Alida has been spending summers in Castagneto Carducci, Livorno her whole life, and now shares this magical place with her remarkable three children (the youngest hopefully a son in law some day). The schedule was simple – café and beach time in the morning, then market, lunch, and relaxing around the idyllic property in the afternoon. Some days we were ambitious, and headed out for gelato or sightseeing. But I was just as happy puttering around – reading, going for relaxing walks, maybe a game or two of Bird Bingo, eventually putting the children to bed (only, of course after they had gone to collect the daily allotment of chicken eggs) and enjoying our own lovely meal. Clearly, it was a tough life.
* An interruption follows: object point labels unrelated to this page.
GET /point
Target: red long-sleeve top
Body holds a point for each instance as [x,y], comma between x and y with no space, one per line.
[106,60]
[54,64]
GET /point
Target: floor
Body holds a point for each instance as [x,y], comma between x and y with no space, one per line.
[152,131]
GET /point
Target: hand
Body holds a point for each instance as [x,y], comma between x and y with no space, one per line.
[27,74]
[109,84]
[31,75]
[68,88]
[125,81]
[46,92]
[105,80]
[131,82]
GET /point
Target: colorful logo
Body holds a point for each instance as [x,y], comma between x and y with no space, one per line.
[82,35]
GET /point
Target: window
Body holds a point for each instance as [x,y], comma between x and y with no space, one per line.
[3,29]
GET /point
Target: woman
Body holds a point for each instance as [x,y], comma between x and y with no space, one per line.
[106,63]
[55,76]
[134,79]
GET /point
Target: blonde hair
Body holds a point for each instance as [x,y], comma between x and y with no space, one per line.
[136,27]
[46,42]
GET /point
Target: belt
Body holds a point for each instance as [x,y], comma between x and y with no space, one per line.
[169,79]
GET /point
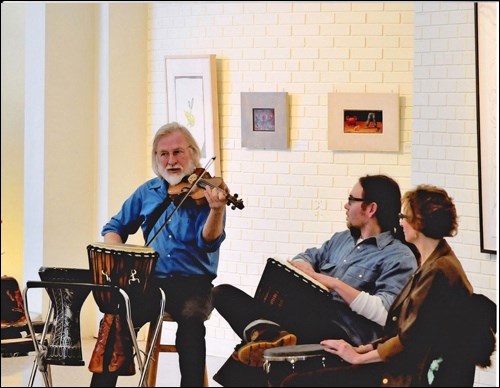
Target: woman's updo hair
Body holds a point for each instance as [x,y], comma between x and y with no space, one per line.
[431,211]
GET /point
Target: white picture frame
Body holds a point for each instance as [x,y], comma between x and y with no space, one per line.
[191,82]
[363,122]
[264,120]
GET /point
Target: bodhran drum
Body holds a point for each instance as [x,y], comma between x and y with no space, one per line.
[124,265]
[283,361]
[64,342]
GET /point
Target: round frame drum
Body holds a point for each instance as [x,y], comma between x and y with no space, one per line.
[282,361]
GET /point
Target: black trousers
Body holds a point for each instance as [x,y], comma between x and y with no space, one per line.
[189,302]
[310,323]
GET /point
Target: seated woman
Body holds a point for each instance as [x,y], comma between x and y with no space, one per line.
[429,323]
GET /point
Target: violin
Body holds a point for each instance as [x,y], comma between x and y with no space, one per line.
[178,191]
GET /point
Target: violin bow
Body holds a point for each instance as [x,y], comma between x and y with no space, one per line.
[209,163]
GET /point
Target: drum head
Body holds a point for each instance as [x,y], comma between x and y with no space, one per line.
[295,352]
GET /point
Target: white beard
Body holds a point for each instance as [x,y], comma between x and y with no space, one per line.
[175,179]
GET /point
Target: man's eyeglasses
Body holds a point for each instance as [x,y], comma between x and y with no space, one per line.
[352,199]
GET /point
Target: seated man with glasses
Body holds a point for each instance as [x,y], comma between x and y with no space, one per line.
[364,267]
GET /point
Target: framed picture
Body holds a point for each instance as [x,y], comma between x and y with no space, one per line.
[264,120]
[192,102]
[363,122]
[486,18]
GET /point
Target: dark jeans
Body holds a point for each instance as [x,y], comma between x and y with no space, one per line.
[310,322]
[189,302]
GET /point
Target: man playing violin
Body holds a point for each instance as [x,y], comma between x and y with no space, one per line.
[188,247]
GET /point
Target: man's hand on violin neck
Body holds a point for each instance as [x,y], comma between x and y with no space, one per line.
[216,197]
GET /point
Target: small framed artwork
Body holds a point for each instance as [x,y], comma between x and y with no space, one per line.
[264,120]
[363,122]
[192,102]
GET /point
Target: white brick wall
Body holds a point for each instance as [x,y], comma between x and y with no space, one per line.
[444,144]
[424,51]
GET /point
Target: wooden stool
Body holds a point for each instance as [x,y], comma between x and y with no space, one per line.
[161,348]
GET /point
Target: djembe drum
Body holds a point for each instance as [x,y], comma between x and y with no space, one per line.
[285,287]
[64,343]
[128,267]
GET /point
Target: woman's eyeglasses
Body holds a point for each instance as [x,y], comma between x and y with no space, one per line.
[352,199]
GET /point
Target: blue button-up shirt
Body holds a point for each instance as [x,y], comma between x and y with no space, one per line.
[379,265]
[180,245]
The incredible friendships that Tortola has brought me, is by far the most appreciated aspect of our expat lifestyle. And of course when those friends move on, the negative consequences of residing on a transient island is heartbreaking. However, we now have beautiful mates peppered throughout the globe. I can vividly recall planning this trip with Alida at the Moorings café in the spring of 2013, being told the exact route to their tiny little village near the Tuscan coast, just putting it out into the universe. It was such a loss when she and her beautiful three children moved on from the island. But that day does eventually come for most of us. Although Yann and I frequently joke about Coralie and the grandkids visiting us old and grey, still residing on Tortola, god help me!
Although Coralie’s birthday was well over a month away, a small group of us got off the rock for a lovely day sail to Copper Island Beach Club, celebrating her upcoming 4th. She has been lucky enough to spend all her birthdays with extended family in France, but as her Mama, I wanted her to have a chance for a more child orienated celebration with her BVI friends. The theme was a mix of homage to the ‘Olivia the Pig’ books, along with a nautical twist.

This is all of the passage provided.